Des témoins, cités par l'AFP, ont rapporté des effondrements et des mouvements de panique parmi les habitants, qui quittaient la zone avec leurs affaires. Selon Ici Beyrouth, des mouvements d'évacuation considérables et des échanges de tir ont été signalés peu après l'attaque.
Une analyse du Washington Post indique qu'un immeuble de dix étages a été ciblé, et des images satellites montrent la moitié de la structure effondrée. Des résidents, initialement soulagés par le cessez-le-feu, ont maintenant cherché refuge dans des hôtels de Beyrouth.
Dans un communiqué, le Premier ministre israélien, Benyamin Nétanyahou, et le ministre de la Défense, Israel Katz, ont confirmé que la frappe visait “le commandant de la force Al-Radwan”, une unité d'élite du Hezbollah. L’Orient - Le Jour précise que Malek Ballout, commandant des opérations, a perdu la vie dans cette attaque.
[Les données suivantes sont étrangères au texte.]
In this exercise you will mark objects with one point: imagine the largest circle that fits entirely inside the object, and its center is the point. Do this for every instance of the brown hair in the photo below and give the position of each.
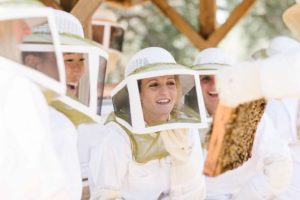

Une opération menée sans sollicitation des États-Unis
Le Jerusalem Post a rapporté qu'Israël avait informé les États-Unis de son intention d'attaquer la banlieue sud, mais que l'opération a été conduite sans leur accord explicite.
Le Washington Post souligne que cette frappe remet en question le cessé-le-feu, fragile par nature, qui avait été négocié par les États-Unis. Bien que des échanges de tirs aient continué dans le sud du Liban, Israël s'était jusqu'à présent abstenue de frapper le centre urbain de Beyrouth.
Obaida Hitto, journaliste pour Al-Jazeera, a indiqué qu'il y avait un “accord tacite” visant à éviter les frappes sur Beyrouth durant la trêve, tandis qu'Israël se réservait le droit d'agir contre des cibles qu'il jugeait menaçantes.